Rather than speculate about the importance of the difference between inhabited and non-empty, I will simply explain what the difference is in the context of topos theory.
Definition. An inhabited object is an object $X$ for which the sentence $(\exists x \in X . \, \top)$ is true. A non-empty object is an object $X$ for which the sentence $\lnot (\forall x \in X . \, \bot)$ is true.
Here, of course, I am interpreting formulae using the Kripke–Joyal semantics internal to a topos. (Set theorists may wish to substitute "intuitionistic Kripke model of IZF" for "topos".) The formulae I have used are not exactly the same as Goldblatt's, because Kripke–Joyal semantics can only interpret bounded quantifiers; if you think about it a little you will see that the usual translation of bounded quantifiers to unbounded quantifiers recovers Goldblatt's version.

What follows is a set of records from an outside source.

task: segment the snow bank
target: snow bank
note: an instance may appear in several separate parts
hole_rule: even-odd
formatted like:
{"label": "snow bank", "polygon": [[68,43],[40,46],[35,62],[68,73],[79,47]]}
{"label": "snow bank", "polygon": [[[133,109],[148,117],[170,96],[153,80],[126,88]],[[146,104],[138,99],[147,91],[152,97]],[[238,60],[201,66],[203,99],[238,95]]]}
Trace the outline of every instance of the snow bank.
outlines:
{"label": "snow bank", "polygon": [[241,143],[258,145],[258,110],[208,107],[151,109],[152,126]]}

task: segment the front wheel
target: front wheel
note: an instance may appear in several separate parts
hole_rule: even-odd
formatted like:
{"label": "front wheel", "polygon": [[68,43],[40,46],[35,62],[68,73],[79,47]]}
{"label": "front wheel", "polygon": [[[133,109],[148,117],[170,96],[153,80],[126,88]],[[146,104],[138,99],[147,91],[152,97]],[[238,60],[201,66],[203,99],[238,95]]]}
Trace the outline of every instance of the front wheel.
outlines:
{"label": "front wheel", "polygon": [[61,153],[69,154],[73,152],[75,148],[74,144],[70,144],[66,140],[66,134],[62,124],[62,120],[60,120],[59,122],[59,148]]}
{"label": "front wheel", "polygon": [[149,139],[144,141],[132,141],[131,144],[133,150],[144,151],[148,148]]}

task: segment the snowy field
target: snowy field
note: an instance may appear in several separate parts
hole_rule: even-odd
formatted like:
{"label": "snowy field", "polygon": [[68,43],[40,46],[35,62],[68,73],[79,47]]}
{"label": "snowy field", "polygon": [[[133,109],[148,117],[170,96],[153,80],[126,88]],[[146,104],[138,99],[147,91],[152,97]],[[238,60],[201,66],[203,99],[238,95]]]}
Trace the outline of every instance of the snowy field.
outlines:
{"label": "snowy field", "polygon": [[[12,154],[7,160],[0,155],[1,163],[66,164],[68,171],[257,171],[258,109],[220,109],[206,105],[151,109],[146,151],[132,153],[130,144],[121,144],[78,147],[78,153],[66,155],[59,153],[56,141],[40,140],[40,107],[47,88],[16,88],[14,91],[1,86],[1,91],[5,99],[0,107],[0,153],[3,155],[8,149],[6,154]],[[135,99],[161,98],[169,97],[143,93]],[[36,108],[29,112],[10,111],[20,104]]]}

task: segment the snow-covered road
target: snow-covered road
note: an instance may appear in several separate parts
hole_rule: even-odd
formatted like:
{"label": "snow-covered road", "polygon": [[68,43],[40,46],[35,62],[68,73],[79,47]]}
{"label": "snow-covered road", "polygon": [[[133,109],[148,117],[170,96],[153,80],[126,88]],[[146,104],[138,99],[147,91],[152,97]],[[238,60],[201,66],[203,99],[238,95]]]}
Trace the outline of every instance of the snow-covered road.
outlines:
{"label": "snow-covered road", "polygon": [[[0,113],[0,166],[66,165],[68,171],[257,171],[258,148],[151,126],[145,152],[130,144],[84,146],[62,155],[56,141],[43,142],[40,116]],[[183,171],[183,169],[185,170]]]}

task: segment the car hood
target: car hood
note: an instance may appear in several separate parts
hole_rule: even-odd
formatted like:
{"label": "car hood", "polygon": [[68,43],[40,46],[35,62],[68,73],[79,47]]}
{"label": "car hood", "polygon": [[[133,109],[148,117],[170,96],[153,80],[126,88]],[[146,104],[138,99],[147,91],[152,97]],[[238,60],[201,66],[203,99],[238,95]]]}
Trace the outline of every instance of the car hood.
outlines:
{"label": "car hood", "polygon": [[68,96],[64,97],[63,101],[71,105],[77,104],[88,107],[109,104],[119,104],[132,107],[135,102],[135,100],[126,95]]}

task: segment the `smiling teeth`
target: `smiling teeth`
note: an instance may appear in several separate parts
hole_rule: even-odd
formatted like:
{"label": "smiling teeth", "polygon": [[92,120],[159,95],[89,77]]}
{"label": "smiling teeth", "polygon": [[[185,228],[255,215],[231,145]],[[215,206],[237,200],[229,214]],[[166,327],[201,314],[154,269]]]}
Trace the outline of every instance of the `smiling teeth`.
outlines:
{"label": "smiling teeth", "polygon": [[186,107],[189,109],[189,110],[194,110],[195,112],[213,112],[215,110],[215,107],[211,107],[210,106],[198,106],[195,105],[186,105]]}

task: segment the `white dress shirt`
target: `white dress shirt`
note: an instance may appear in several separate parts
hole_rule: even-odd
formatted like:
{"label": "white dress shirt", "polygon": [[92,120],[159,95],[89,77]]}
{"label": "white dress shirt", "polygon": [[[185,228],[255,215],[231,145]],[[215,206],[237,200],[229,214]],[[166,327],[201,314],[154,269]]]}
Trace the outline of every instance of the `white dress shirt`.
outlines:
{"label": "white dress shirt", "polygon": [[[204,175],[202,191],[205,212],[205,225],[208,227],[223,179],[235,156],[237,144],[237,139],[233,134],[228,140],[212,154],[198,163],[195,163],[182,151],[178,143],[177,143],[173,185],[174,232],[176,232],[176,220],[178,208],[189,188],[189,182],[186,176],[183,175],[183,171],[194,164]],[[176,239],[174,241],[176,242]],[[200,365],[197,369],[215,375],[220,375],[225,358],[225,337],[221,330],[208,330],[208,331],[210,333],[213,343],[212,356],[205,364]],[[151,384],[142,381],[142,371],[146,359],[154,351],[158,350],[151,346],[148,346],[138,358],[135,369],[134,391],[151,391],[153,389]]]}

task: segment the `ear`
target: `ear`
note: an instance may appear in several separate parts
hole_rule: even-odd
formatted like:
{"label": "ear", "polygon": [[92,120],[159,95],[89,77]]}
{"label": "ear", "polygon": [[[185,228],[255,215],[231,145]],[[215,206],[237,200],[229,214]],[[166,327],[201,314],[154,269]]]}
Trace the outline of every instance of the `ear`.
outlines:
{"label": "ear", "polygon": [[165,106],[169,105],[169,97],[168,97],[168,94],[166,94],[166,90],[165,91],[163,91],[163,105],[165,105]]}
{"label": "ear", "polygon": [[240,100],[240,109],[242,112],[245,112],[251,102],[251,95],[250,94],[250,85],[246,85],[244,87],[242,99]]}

What does this mean in the external logic? Well, an object $X$ is inhabited if and only if the unique morphism $X \to 1$ is an epimorphism, and $X$ is non-empty if and only if, for all subobjects $U \subseteq 1$, if $X \times U$ is empty, then $U$ itself is empty.
For concreteness, let $\mathcal{E} = \textbf{Sh}(B)$ be the topos of sheaves on a non-trivial topological space $B$, say, the circle $S^1$. An object of $\mathcal{E}$ is a sheaf on $B$, i.e. a topological space $E$ equipped with a local homeomorphism $E \to B$, and a morphism in $\mathcal{E}$ is a continuous map making the obvious triangle commute. It is not hard to find examples of inhabited objects: the terminal sheaf $1$, corresponding to the identity map $\textrm{id} : B \to B$, is inhabited for trivial reasons. A more interesting example would be the 2-to-1 connected covering space $E \to B$ of the circle: this is inhabited, but it is also impossible to find a "global" element of $E$.
In general, any inhabited object is non-empty, but here the converse is false: if we take $V$ to be a dense open subset of $B$, say, $B$ minus a point, then the sheaf $V \hookrightarrow B$ will be non-empty but not inhabited. Why is this? Well, clearly, $V \hookrightarrow B$ is not an epimorphism of sheaves, and the only open subset $U \subseteq B$ such that $U \cap V = \emptyset$ is $U = \emptyset$ itself. More generally, a sheaf $E$ on $B$ will be non-empty if and only if the image of the projection map $E \to B$ is dense in $B$. (Set theorists familiar with forcing should find this vaguely familiar: this is precisely the interpretation of existence needed to make a model satisfy classical logic.)